Le père du petit Aylan accusé d'être un passeur par une survivante

Zainab Abbas, irakienne, a perdu ses deux enfants lors du naufrage qui a coûté la vie, entre autres, au petit garçon syrien.

Le père du petit Aylan Kurdi au moment de sa sortie de la morgue où se trouvaient ses fils et son épouse. REUTERS/Murad Sezer

Le père du petit garçon syrien de trois ans, Aylan Kurdi, découvert mort sur une plage turque le 2 septembre, est accusé d'être un passeur par une survivante irakienne du naufrage du bateau qui les transportait, rapporte vendredi le site Nouvel Observateur. Des informations à prendre avec précaution.

Le corps du petit garçon a été découvert le 2 septembre dernier sur une plage de la station balnéaire de Bodrum, en Turquie.

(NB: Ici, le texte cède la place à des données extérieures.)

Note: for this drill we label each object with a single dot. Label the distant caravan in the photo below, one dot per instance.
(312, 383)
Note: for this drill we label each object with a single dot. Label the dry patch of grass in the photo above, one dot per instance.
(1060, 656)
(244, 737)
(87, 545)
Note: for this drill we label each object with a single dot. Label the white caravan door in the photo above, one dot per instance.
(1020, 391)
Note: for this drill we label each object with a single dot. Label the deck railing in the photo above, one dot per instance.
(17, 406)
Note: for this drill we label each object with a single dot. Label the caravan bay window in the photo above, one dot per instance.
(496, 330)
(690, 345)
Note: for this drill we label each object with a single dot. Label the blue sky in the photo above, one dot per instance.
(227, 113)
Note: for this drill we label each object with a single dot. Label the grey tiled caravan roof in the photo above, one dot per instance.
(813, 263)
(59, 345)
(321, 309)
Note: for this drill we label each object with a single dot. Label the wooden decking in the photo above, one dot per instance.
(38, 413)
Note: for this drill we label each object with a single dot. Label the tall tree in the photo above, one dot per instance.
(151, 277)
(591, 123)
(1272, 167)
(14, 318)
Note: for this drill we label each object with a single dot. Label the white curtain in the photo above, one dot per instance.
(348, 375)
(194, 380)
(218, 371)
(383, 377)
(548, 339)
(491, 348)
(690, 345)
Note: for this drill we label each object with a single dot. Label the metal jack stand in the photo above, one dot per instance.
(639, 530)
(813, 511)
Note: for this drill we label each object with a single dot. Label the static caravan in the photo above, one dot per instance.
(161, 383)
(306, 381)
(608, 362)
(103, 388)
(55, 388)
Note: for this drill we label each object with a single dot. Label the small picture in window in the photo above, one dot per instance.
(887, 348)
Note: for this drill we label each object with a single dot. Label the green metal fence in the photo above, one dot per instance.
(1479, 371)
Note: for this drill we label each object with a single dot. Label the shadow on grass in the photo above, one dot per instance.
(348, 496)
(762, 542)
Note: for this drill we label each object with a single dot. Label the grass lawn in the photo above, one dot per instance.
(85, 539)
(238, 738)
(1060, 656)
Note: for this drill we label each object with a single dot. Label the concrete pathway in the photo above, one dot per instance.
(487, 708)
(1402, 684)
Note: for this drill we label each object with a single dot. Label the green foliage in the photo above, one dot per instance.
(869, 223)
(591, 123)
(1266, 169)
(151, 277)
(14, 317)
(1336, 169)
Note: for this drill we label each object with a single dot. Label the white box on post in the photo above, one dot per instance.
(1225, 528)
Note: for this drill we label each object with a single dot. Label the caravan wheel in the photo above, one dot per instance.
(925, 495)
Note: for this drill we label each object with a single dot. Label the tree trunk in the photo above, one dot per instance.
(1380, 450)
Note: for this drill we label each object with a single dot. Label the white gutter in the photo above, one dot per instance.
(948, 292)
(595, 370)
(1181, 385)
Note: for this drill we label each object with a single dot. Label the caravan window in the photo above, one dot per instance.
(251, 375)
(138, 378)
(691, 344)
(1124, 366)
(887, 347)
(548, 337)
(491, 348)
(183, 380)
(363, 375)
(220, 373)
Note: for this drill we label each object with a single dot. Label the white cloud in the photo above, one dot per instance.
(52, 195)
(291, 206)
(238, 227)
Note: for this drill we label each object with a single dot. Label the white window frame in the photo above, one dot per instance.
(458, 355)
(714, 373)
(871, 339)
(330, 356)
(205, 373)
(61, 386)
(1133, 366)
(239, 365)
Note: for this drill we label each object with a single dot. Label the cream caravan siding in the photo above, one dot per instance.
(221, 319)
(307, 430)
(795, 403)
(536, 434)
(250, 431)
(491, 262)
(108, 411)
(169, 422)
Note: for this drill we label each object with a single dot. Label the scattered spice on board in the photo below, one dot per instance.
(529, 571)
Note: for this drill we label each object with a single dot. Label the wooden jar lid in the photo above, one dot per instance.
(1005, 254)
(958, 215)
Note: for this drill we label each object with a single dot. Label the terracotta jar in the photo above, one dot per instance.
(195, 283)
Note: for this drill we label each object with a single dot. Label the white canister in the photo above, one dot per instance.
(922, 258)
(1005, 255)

De même que celui de son frère Ghaleb, 5 ans, et de leur mère Rihana, morts noyés avec neuf autres réfugiés qui tentaient de rallier l'île grecque de Kos, porte d'entrée vers l'Union européenne, comme des milliers d'autres avant eux. 

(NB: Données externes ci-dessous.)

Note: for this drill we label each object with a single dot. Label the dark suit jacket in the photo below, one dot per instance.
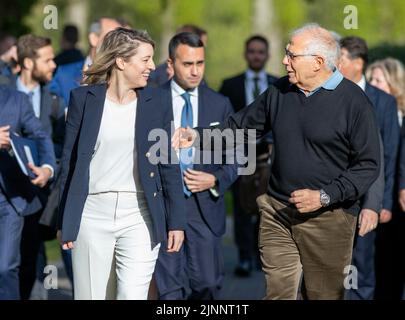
(386, 110)
(16, 111)
(53, 121)
(212, 107)
(162, 188)
(234, 89)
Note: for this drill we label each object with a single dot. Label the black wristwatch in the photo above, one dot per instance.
(324, 198)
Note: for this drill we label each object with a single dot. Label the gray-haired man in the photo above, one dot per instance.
(326, 157)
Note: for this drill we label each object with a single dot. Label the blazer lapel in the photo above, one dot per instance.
(46, 102)
(93, 112)
(144, 118)
(202, 116)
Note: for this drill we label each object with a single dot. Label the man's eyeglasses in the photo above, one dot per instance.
(292, 56)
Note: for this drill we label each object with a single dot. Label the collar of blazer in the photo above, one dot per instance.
(93, 113)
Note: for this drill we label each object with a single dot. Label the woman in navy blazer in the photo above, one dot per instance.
(115, 204)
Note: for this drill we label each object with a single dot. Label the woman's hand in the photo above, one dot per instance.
(66, 245)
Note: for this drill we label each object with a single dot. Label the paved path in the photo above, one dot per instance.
(251, 288)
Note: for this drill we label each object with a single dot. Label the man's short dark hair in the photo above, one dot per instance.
(192, 28)
(257, 38)
(356, 47)
(190, 39)
(28, 46)
(71, 34)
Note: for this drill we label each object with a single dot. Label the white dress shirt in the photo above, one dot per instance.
(250, 84)
(178, 103)
(113, 167)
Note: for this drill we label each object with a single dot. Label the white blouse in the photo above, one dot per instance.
(114, 163)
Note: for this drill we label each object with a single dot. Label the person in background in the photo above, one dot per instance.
(389, 75)
(242, 90)
(164, 72)
(35, 56)
(199, 265)
(353, 63)
(8, 58)
(18, 194)
(326, 157)
(70, 53)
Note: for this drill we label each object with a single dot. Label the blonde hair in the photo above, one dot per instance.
(394, 72)
(118, 43)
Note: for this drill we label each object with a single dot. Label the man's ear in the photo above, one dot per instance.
(170, 62)
(120, 63)
(28, 64)
(93, 39)
(320, 61)
(358, 64)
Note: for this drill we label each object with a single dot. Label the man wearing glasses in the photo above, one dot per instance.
(326, 157)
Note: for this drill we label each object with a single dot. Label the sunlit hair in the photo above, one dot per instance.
(394, 72)
(322, 43)
(119, 43)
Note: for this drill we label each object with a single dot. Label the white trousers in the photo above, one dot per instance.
(114, 255)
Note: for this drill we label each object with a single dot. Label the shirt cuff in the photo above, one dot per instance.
(214, 192)
(50, 168)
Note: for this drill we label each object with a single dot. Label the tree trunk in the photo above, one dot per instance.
(77, 13)
(264, 23)
(167, 20)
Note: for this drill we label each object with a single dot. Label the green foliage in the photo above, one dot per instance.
(228, 22)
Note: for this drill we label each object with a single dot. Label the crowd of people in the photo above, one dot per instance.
(328, 191)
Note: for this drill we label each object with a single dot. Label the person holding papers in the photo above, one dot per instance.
(18, 193)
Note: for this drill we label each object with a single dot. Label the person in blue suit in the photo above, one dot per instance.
(354, 59)
(116, 204)
(19, 197)
(199, 264)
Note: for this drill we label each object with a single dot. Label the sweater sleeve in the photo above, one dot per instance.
(365, 156)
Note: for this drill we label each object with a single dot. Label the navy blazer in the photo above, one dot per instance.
(16, 111)
(161, 183)
(387, 117)
(53, 121)
(212, 107)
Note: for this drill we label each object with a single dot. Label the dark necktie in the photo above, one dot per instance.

Le père d'Aylan, Abdallah, avait raconté comment sa famille avait péri dans le naufrage de leur embarcation en pleine nuit. "Je tenais la main de ma femme. Mais mes enfants m'ont glissé des mains", avait-t-il raconté à l'agence Dogan.

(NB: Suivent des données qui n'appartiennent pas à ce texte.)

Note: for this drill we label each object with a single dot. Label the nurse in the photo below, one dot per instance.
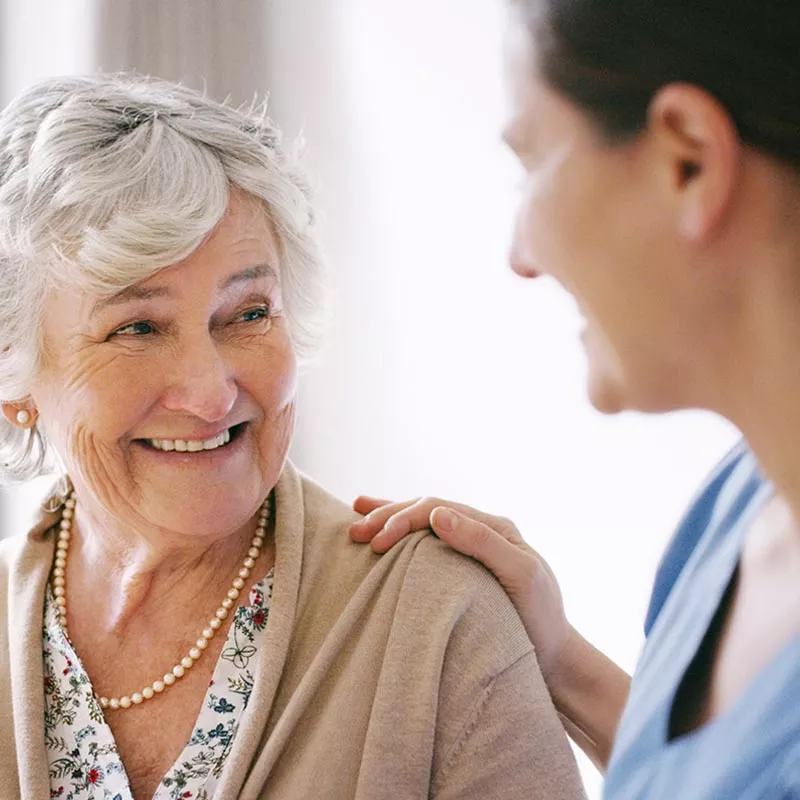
(661, 145)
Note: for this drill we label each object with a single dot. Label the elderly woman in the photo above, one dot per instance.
(188, 620)
(661, 147)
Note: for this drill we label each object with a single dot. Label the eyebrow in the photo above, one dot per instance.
(130, 293)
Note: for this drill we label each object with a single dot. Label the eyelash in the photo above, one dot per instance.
(264, 311)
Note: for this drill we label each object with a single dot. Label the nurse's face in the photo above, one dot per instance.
(598, 218)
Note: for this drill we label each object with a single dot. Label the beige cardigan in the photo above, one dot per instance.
(403, 676)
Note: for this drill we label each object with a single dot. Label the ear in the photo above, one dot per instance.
(21, 415)
(702, 152)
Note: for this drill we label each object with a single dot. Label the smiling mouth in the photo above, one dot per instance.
(195, 445)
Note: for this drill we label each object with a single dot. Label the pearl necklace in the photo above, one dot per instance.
(214, 624)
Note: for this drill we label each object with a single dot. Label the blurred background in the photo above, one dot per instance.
(444, 374)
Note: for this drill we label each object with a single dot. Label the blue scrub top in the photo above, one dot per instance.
(750, 751)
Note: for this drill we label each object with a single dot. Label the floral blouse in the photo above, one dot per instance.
(83, 757)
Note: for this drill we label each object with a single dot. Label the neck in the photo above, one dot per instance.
(761, 395)
(127, 575)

Toutefois, une survivante affirme que le père du petit n'était pas un simple passager, mais plutôt un passeur. "Zainab Abbas, une Irakienne qui affirme avoir fait la traversée sur le même bateau, a déclaré à la télévision australienne qu'Abdallah était aux commandes du bateau avant qu'il ne chavire au large de la Turquie", raconte l'Obs. Il rappelle que Abdallah avait reconnu "avoir pris en charge la conduite du bateau après que le conducteur eut paniqué et sauté par dessus bord. "C'était un passeur, oui, et c'est lui qui conduisait le bateau" depuis le début, raconte Zainab Abbas dans des propos rapportés par le Daily Telegraph.

Cette femme a, elle aussi, perdu ses deux enfants dans le naufrage. Elle avait déclaré que sa famille avait voyagé jusqu'à Istanbul puis vers Bodrum, essayant pendant près de deux semaines de se rendre en Grèce.

L'image du corps sans vie du petit Aylan a provoqué un immense élan de solidarité envers les migrants, sans précédent en Europe se traduisant par des donations record, des fonds d'urgence et une mobilisation populaire.